Dealing with transient errors is particularly tricky because you can make matters worse if you keep retrying a query when the database is already under heavy load. It’s also important to ensure you’re dealing with the error that you think you are by catching specific exception types; SQL exceptions come through as one exception type and so you also need to inspect its properties carefully.

Remote Service Stub

Working back up the call stack we end up at the server-side stub to the remote service call. The caller of that method will probably be some framework code (e.g. WCF) and so it’s our last chance saloon to handle anything. Once again duties are in the realms of performance and error recovery:-

  • Instrument the remote call
  • Use a Big Outer Try Block to catch all exceptions and handle as appropriate

As a rule of thumb you shouldn’t let exceptions propagate across a “module boundary” because you don’t know what the callee will be able to do with it. In practice this is aimed at COM components which can be written in, say C++, while the application may be written in the “exception-less” C. It also applies to services too because they have to marshal anything you pass (or throw) back to them and if they can’t do that then you’ll get a significantly less helpful error to work with.

The Big Outer Try Block in the remote stub is also the point where you get to decide what “best effort” means. It may mean anything from “catch everything and do nothing” to “catch nothing and let everything through” but I would suggest you pick some middle ground. You want to avoid something trivial like an invalid argument causing the server to fail whilst at the same time not letting a systemic issue such as an access violation cause the server to enter a toxic state. If possible I like systemic issues to cause the server to take itself down ASAP to avoid causing more harm, but that can be worse than the disease[$].

Remote Service Proxy

Stepping back once more across the wire we come to the client-side invocation of a remote request. This is really just a generalised version of the SQL execution scenario but with one extra facility available to us:-

  • Instrument the request invocation time
  • Drop and reconnect to the service on a transport failure
  • Catch and retry when a timeout (or other recoverable transient error) occurs

One obvious question might be why you would instrument the service request from both the client proxy and service stub? Well, the difference tells you how much overhead there is in the transport layer. When talking using a low-level transport like a point-to-point socket there’s not much code in-between yours, but once you start using non-trivial middleware like DCOM, MSMQ and 3rd party grid computing products knowing where the bottleneck is becomes much harder.

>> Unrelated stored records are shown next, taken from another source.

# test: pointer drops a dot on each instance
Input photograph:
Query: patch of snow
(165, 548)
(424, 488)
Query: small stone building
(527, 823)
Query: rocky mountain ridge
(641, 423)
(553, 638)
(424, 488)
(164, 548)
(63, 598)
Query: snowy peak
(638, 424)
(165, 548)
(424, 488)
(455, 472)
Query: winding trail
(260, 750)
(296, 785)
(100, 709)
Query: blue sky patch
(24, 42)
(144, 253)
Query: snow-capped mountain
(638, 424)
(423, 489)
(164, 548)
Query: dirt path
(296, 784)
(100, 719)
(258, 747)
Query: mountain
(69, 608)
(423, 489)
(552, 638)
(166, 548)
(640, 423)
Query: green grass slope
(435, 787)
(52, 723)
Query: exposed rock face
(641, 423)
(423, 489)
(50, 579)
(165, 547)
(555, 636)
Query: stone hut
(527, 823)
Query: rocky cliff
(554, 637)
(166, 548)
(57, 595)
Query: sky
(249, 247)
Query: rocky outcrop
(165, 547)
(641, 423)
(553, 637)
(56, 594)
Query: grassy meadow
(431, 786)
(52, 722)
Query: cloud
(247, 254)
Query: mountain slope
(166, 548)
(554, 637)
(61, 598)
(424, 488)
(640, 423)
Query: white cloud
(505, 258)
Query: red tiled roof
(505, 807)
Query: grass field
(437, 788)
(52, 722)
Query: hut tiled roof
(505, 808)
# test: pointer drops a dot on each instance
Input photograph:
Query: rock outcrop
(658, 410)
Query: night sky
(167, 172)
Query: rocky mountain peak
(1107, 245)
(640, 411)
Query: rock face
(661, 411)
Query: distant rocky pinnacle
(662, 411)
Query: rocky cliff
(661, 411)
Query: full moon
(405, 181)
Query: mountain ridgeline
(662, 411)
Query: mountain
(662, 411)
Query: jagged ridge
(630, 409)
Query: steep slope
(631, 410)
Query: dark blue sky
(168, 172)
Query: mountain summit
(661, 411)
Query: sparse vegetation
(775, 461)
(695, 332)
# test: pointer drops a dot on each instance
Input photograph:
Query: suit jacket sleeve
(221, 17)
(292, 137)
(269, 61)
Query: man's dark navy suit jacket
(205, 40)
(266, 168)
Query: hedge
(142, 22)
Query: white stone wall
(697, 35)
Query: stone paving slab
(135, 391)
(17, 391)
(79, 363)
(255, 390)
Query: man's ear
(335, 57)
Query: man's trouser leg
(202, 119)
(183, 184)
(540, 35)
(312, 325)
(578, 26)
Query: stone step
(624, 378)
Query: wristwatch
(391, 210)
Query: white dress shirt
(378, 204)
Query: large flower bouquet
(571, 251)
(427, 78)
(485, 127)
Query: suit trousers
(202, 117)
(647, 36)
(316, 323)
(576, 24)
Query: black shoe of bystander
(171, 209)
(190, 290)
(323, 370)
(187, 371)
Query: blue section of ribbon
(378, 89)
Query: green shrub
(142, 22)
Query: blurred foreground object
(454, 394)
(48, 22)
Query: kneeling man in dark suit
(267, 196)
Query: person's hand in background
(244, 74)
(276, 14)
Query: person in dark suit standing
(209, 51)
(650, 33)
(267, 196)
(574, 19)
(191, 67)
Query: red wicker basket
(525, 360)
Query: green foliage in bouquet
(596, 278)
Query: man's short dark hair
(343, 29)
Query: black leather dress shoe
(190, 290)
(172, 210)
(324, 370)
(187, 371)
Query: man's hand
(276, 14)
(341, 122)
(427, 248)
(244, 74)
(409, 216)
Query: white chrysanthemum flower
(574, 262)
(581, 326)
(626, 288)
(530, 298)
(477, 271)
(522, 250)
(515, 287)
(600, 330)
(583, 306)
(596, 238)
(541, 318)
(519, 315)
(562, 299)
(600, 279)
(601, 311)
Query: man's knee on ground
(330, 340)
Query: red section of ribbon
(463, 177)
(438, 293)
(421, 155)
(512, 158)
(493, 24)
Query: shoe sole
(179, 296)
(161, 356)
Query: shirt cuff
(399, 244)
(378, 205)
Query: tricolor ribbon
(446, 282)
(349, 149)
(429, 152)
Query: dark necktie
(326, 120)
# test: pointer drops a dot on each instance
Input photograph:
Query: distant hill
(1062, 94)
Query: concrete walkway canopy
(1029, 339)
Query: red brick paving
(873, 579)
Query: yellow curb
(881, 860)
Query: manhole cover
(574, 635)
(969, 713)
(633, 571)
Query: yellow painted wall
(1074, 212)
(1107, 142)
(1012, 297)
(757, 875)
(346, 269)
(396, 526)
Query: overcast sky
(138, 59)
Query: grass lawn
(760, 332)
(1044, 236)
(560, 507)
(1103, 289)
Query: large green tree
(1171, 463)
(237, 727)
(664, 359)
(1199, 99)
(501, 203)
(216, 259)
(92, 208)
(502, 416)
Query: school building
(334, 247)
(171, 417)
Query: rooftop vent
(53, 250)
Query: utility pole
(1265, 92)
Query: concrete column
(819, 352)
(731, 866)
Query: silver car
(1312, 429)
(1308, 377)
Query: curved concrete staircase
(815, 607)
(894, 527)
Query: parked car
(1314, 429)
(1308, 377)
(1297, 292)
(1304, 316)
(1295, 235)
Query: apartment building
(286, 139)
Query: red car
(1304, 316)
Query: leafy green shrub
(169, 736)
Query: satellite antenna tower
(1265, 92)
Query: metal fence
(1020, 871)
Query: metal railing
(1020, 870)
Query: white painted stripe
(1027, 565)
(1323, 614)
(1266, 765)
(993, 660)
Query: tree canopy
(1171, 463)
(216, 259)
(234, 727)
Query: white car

However if you can measure and monitor the request and response latencies automatically you’ll be in much better shape when the inevitable bottleneck appears.

Aspect Orientated Programming?

Not that it really matters, but is Execute Around Method just an implementation vehicle for AOP? I’ve never really got my head around where AOP truly fits into the picture, it always seems like you need external tooling to make it work and I’m not a big fan of “hidden code” as it makes it harder to comprehend what’s really going on without using the debugger. The wrappers listed above tend to have all the aspects woven together rather than as separate concerns so perhaps that’s a code smell that true AOP helps highlight. I’m not going to lose sleep over it but I am aware it’s a technique I don’t understand yet.

 

[*] And I don’t mean Phil Nash’s blog :-)

[+] You would have thought this problem would have been solved by now, but most runtimes seem to insist on letting an unhandled exception be treated as a successful invocation by the calling application!

[$] In a grid computing system you can easily create a “black hole” that sucks up and toasts your entire workload if you’re not careful. This is created by an engine process that requests work and then fails it very quickly either because itself or one of its dependent services has failed thereby causing it to request more work much quicker than it’s siblings.